Fictional scientist Alma feels real to me because she finds meaning in the natural world in a way that I fundamentally understand (although it's not mosses that do it for me, but bison and bonobos and bees and almost any other animal).
Alastair Reynolds's science fiction novel Blue Remembered Earth contains a similarly striking passage. The ideas here are expressed by a young artist named Sunday — born on Earth and now a resident on the Moon — who is making her first visit to Mars. Sunday found the Martian landscape "literally awesome," with mesas, pyramids and other geological formations shaped by "rain and wind, insane aeons of it," forces that have sculpted "deliberate-looking right-angled steps and contours [that] began to assume grand and imperial solidity, rising from the depths like the stairways of the gods."
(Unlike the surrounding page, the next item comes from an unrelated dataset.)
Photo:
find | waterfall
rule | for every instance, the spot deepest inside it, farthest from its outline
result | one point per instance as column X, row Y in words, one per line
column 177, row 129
Sunday invokes the gods only metaphorically, however. Here is what she really thinks:
"Awe-inspiring, yes. Sometimes it was entirely right and proper to be awed. And recognizing the physics in these formations, the hand of time and matter and the nuclear forces underpinning all things, did not lessen that feeling. What was she, ultimately, but the end product of physics and matter? And what was her art but the product of physics and matter working on itself?"
For both Reynolds's Sunday and Gilbert's Alma, recognizing that they are products of biological and physical forces isn't cause for anxiety about meaningless or despair. On the contrary, that recognition brings them a satisfying sense of connection to the whole universe.
Atheist awe is mind- and heart-expanding. I love seeing this real-world feeling mirrored in works of contemporary fiction.